This week we dip into the Living on Earth mailbag to hear what listeners have to say.
CURWOOD: It’s Living on Earth, I’m Steve Curwood. Coming up: Diving into Lake Erie’s dead zone, but first, time now for comments from you, our listeners.
Listener response to our recent interview with astrophysicist Neil deGrasse Tyson led to an illuminating off-air lesson on astronomy’s etymology. Mr. Tyson, a frequent contributor to our program on all things celestial, talked with us about a new planet recently discovered in our solar system. Currently known by its catalogue name, 2003UB3313, astronomers are now entertaining suggestions for a permanent name for the planet. Its discoverer, Tyson noted, wants to name it “Xena” after the fictional warrior princess of television fame.
“Perhaps the name Xena was ‘made up’ for the television series you refer to,” writes Terry Potter of Washington, DC, “but this name is definitely an Arabic name that remains popular for women today. I hope that you will recognize this fact if the opportunity presents itself.
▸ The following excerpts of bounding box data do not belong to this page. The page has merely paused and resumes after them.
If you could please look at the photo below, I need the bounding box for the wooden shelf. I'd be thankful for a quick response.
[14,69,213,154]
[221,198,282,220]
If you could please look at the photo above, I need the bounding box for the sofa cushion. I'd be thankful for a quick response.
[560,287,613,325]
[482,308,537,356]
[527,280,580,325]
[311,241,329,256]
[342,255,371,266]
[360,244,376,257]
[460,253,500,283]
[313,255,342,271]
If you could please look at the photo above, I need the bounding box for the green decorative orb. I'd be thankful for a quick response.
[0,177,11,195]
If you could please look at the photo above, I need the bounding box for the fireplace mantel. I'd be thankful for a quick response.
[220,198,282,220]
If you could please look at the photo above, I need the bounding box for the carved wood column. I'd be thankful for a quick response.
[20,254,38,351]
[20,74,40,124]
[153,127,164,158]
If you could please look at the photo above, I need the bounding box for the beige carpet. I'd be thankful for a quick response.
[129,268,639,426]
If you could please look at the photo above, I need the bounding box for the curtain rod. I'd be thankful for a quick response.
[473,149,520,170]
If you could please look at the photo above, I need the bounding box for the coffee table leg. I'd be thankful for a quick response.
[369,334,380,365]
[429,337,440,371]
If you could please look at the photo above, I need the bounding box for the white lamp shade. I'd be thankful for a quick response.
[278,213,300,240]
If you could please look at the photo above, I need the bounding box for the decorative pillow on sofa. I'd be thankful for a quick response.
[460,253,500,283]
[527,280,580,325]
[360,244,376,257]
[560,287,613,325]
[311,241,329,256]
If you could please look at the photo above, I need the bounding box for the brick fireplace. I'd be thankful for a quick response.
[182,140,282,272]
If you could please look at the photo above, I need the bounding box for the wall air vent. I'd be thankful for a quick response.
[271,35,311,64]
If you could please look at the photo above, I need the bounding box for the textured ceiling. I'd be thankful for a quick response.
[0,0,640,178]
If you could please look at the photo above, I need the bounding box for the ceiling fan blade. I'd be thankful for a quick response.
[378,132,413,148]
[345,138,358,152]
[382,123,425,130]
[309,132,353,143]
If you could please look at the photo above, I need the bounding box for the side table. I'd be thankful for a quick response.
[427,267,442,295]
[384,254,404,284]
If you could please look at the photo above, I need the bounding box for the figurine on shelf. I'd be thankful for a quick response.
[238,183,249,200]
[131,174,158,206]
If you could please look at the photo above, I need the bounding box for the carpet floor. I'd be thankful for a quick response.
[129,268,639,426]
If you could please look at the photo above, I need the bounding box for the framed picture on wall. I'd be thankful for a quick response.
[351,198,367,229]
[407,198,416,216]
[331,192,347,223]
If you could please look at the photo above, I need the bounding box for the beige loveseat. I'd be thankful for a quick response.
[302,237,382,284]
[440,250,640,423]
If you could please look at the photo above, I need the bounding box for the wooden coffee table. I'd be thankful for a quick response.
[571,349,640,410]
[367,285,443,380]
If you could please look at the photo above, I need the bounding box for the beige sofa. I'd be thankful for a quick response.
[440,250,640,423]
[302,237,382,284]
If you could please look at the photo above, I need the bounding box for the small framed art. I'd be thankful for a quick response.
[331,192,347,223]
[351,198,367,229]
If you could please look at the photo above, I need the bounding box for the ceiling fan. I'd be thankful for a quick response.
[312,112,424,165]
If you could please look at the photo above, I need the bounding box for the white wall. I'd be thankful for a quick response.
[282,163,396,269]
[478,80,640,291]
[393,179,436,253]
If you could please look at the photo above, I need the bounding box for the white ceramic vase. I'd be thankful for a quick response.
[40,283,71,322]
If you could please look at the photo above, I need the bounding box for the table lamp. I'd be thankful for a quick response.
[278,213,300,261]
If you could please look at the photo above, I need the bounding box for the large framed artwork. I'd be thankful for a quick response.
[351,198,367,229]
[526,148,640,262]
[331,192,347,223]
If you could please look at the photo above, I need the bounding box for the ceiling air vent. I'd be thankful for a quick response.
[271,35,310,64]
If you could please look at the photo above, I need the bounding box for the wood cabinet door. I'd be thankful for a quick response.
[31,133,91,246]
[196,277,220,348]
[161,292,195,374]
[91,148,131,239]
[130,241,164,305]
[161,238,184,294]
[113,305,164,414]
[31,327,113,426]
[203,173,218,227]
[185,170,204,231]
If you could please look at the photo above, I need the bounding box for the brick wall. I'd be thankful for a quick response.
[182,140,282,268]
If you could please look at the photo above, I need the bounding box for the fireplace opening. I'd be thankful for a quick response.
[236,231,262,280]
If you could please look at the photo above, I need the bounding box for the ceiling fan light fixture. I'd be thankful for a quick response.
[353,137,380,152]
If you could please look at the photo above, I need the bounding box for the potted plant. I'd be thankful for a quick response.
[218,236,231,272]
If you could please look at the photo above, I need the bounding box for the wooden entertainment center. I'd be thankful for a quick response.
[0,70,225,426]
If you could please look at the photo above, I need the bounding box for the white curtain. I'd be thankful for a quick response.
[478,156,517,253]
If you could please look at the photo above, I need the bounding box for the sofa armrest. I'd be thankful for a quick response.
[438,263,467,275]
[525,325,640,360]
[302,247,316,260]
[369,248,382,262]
Giving serious consideration to this name or others of Middle Eastern heritage could go some distance in recognizing the ancient heritage of astronomy as practiced by regions of astronomers.”
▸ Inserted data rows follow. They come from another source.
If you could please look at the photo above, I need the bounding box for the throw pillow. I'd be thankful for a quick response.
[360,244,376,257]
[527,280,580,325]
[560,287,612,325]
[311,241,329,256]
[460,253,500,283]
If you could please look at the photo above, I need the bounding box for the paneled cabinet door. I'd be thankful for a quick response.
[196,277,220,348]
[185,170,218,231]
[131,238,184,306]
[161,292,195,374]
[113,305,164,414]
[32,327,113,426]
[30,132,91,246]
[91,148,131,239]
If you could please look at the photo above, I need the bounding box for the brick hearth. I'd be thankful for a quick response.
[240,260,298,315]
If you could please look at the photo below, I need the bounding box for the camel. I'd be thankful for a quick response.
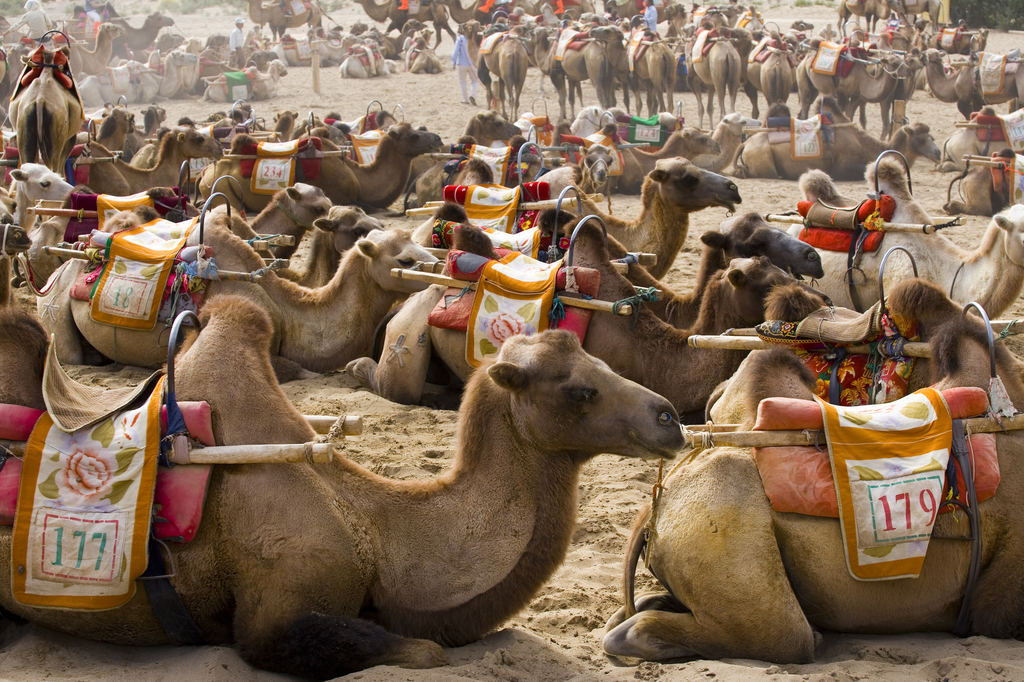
[734,99,942,180]
[111,12,176,58]
[246,0,321,40]
[199,123,441,210]
[837,0,889,35]
[9,46,85,173]
[89,127,223,197]
[634,36,676,116]
[477,27,529,120]
[689,30,741,128]
[551,27,629,112]
[0,298,682,679]
[69,24,125,78]
[790,157,1024,318]
[942,147,1020,217]
[346,222,792,422]
[603,294,1024,664]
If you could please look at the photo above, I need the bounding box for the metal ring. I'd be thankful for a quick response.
[565,213,608,267]
[515,142,544,185]
[167,310,200,395]
[199,191,231,246]
[874,150,913,198]
[879,247,918,312]
[961,301,995,379]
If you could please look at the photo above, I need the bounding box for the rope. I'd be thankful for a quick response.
[611,287,657,329]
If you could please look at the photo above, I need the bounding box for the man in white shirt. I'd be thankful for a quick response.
[227,16,246,69]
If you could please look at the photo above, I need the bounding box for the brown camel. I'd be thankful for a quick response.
[10,46,85,175]
[38,220,436,375]
[199,123,441,211]
[70,24,125,78]
[0,299,682,679]
[734,99,942,180]
[246,0,321,40]
[604,284,1024,664]
[551,27,629,116]
[346,221,792,422]
[89,127,223,197]
[942,148,1020,217]
[791,163,1024,318]
[687,31,742,128]
[478,27,529,119]
[583,159,742,280]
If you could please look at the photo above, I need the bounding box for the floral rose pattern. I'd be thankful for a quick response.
[55,446,118,507]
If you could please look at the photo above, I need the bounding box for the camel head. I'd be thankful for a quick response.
[177,128,224,159]
[273,182,331,229]
[642,158,743,211]
[313,206,384,253]
[464,110,522,146]
[353,229,437,294]
[387,123,440,157]
[483,330,683,461]
[700,211,825,279]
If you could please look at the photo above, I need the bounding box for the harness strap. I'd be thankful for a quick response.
[139,536,206,646]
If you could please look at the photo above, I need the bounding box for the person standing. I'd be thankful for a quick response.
[452,26,480,106]
[643,0,657,34]
[227,16,246,69]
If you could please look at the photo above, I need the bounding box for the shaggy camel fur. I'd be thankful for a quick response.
[69,24,125,78]
[0,311,683,679]
[790,163,1024,318]
[604,292,1024,664]
[38,222,436,372]
[89,127,224,197]
[9,46,85,173]
[346,222,792,421]
[199,123,441,211]
[735,99,942,180]
[583,159,742,280]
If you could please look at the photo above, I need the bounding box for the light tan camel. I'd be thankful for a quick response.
[733,98,942,180]
[479,26,529,120]
[346,216,793,413]
[69,24,125,78]
[604,296,1024,664]
[9,46,85,174]
[199,123,441,211]
[802,163,1024,318]
[38,220,436,374]
[0,297,682,679]
[246,0,321,40]
[688,31,741,128]
[89,127,223,197]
Mr. Tyson responded to Mr. Potter with a brief historical primer on the subject of star-naming. “Planet and moon names, with the exception of the moons of Uranus, by convention, trace to Roman and Greek gods,” Neil writes. “Xena is neither, although it sounds Greek. And the TV character of this name is neither Muslim nor from the Middle East. That being said, you perhaps know that the Middle Eastern influence on astronomy is manifest. More than two-thirds of all stars that have names have Arabic names, not to mention the astrolabes and other instruments of celestial navigation pioneered by the culture.”
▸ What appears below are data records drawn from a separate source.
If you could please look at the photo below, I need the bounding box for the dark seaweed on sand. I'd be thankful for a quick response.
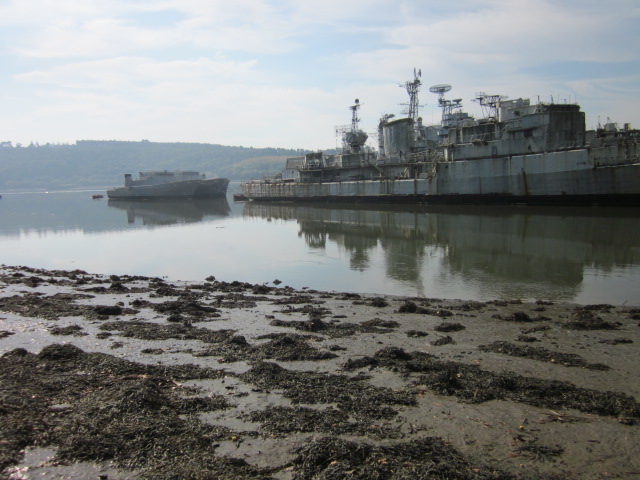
[343,347,640,418]
[478,338,609,370]
[0,345,270,479]
[293,437,517,480]
[239,362,416,418]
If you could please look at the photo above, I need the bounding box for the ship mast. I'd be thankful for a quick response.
[400,68,422,122]
[349,98,360,132]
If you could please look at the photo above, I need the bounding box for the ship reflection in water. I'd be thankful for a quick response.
[244,203,640,303]
[108,197,231,226]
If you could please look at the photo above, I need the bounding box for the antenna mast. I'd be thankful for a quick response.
[400,68,422,122]
[473,92,506,120]
[429,83,452,125]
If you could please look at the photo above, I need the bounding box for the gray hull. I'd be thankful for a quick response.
[242,149,640,204]
[107,178,229,200]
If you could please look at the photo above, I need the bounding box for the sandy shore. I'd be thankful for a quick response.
[0,266,640,479]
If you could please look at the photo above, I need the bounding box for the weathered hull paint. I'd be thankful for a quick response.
[242,149,640,204]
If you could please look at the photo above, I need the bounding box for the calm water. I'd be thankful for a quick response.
[0,186,640,305]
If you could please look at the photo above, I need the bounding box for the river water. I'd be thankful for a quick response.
[0,185,640,305]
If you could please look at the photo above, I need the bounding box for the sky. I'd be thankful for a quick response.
[0,0,640,150]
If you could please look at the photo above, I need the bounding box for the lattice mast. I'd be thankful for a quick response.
[400,68,422,122]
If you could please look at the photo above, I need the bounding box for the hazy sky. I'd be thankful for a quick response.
[0,0,640,149]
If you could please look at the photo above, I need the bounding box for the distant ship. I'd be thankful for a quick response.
[241,70,640,205]
[107,170,229,200]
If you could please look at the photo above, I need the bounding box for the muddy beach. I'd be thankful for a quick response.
[0,265,640,480]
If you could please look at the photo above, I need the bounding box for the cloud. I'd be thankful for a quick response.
[0,0,640,148]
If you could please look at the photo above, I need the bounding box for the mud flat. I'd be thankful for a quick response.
[0,265,640,480]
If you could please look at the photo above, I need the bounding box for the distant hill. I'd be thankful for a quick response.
[0,140,304,191]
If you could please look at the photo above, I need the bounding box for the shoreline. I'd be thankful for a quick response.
[0,265,640,479]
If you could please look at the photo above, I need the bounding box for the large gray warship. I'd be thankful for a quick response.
[242,70,640,205]
[107,170,229,200]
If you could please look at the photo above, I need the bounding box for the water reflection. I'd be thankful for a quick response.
[244,203,640,299]
[108,197,231,225]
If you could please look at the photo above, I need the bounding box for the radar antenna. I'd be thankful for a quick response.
[473,92,507,120]
[400,68,422,122]
[429,83,462,125]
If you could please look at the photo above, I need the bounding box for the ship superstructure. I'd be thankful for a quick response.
[242,70,640,204]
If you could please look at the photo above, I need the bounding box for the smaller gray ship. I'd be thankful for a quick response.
[107,170,229,200]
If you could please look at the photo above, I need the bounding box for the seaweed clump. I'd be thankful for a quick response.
[0,345,276,479]
[343,348,640,420]
[478,341,610,370]
[293,437,517,480]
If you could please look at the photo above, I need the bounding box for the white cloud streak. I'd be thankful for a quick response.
[0,0,640,148]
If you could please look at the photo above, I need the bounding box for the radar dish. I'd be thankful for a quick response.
[429,83,451,95]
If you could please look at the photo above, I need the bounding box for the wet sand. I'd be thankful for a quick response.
[0,266,640,479]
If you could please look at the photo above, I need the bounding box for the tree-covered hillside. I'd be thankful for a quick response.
[0,140,303,190]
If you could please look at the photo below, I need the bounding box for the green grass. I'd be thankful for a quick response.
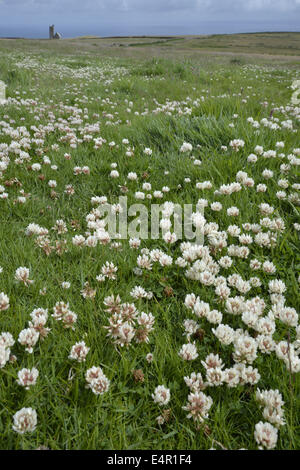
[0,38,300,450]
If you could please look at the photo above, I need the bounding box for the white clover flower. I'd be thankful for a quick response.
[0,292,9,311]
[178,343,199,361]
[12,408,37,434]
[17,367,39,390]
[69,341,90,362]
[18,328,40,353]
[182,392,213,423]
[254,421,278,450]
[15,267,34,286]
[151,385,171,406]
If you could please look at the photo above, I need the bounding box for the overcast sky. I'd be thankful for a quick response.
[0,0,300,37]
Response to our recent story on cold fusion technology left one listener well, cold.
“I am dismayed that Living on Earth would devote such a disproportionate fraction of its air time to the pathology of ‘cold fusion,’” writes retired physicist Don Groom of California. “In addition to cold fusion and its ilk, the nonsense out there includes claims that ‘intelligent design’ is a science, that cell phones and /or power lines cause cancer and that aliens have visited Earth.”
Oh well, some like their fusion hot.